「ヴォラギノル卿……」
ベルカ自治区聖王教会総本山、聖堂からかなり奥に入った位置にある聖遺物を安置してある部屋にて聖王の聖骸布を眺める男に暗闇から声がかけられる。
一般人どころか、教会上層部ですら入室が制限されているこの部屋に男の許可なく入れる人物など一握りしかいない。
「貴様は、パープルの……インディゴだったか。何用か?」
インディゴと呼ばれた、白と青の和服のような衣装を着た女性は『魔人』パープル・エイトクラウドの使い魔、インディゴ・エイトクラウドである。
強力な使い魔だが、如何せん主が相当にアレであるので常に振り回されている。
男は振り向きもせずに尋ねる。
彼は聖王教会の第一枢機卿を任じられているジーニッファ・ヴォラギノルという転生者だ。
現段階でミッドチルダに所在していながらリーゼフラン・グレアムに尻尾を掴まれていない稀有な転生者でもある。
無論、怪しまれているが。
「主の言葉を伝えます。『ちょっと計画前倒しでやるわよ。聖王陛下の聖骸布、用意しておいてね~』とのことです」
インディゴはいささか言いずらそうに、主からの伝言を目の前の男に伝える。
相当に軽く、その上ふざけた内容であるにもかかわらず、ジーニッファはフムっと頷き、
「承知した。と、パープルには伝えておけ」
肯定の言葉を返す。
「ハッ、ありがとうございます」
内容が内容なだけに、簡単に受け入れたくれたこの転生者に感謝するインディゴ。
そんな彼女に続けて言葉がかけられた。
「ところで、プレシア女史のプロジェクトFは影も形もないが、ヴィヴィオ嬢は問題なく誕生するのかね?」
パープルの計画前倒しについてのジーニッファの純粋な疑問。
原作において、聖王のクローン製造は最高評議会の指示で行われていたはずだ。
その上、クローン技術はプロジェクトFを引き継いだプレシア・テスタロッサのものが使われていたと記憶している。

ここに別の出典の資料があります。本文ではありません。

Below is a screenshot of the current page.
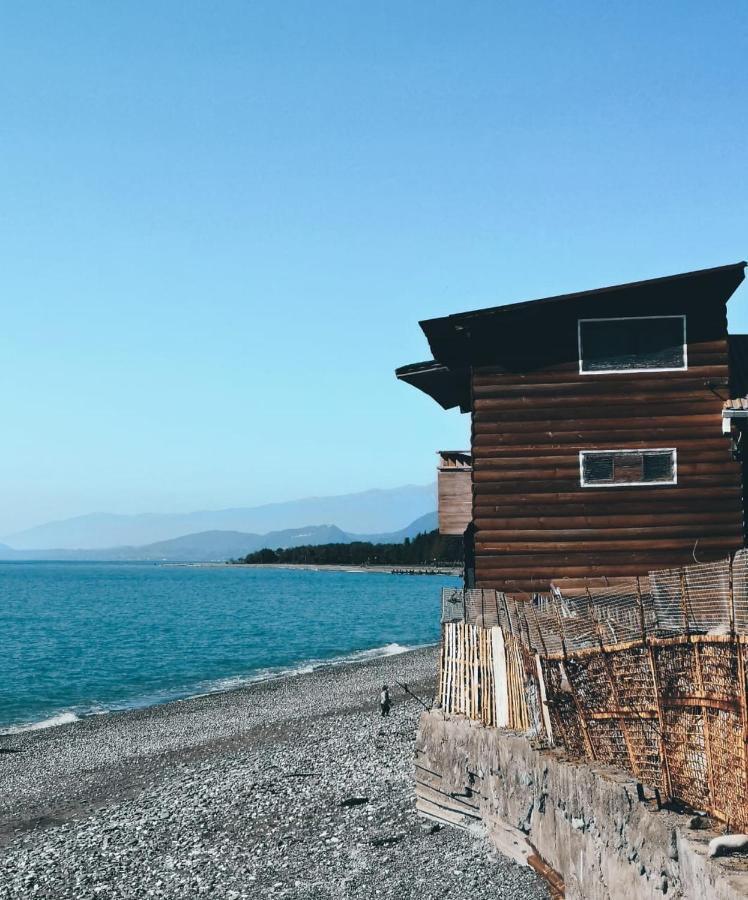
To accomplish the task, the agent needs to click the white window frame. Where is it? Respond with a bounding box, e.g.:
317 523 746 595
577 314 688 375
579 447 678 488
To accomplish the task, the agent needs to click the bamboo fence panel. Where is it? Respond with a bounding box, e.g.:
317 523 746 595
439 551 748 830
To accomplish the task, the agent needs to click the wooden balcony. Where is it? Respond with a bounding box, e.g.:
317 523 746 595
437 450 473 534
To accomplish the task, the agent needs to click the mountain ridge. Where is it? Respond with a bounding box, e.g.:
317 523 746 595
0 511 437 562
0 483 436 550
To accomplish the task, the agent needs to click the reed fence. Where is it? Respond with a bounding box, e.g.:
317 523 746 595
438 550 748 830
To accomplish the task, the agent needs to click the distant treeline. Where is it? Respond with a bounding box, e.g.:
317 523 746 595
232 531 463 566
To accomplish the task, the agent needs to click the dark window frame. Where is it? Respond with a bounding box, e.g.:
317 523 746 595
579 447 678 489
577 313 688 375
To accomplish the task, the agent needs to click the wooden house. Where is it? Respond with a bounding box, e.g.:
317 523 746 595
397 262 748 594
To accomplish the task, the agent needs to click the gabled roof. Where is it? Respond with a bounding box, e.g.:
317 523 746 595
419 261 748 366
395 262 748 412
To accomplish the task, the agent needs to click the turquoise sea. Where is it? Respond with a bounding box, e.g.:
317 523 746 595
0 562 458 732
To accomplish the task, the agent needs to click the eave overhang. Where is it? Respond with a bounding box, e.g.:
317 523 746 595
395 359 470 412
419 261 748 369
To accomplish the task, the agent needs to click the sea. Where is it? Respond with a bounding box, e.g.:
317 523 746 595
0 562 459 734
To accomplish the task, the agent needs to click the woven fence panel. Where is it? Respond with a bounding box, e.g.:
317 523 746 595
440 551 748 830
732 550 748 634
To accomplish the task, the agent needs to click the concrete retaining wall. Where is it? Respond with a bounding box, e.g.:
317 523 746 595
416 710 748 900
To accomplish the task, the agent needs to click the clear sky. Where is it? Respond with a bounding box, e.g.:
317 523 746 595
0 0 748 534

「はい、問題ないそうです。プロジェクトFこそありませんが、アルハザードの技術を幾らかスカリエッティ博士が復活させており、その中にジャッキーガーン謹製のクローン製造法があったそうです」
疑問は簡単に明らかになる。
所謂、だいたいあいつのせいである。
特に秘匿する情報でもないのでインディゴは素直に答える。
「ほう、かのアルハザードの大天才の技術が」
またしてもジャッキーガーンか……との内心の呆れを表に出さず、感心した風を装う。
(であるならば──)
聖覇の双騎士のクローン体も製造可能なのでは?
別段、世界の覇権云々を言うわけではないが、ジーニッファがこの地位に君臨している力の源である戦闘スキル『天罰術式』は転生者には効かないものだ。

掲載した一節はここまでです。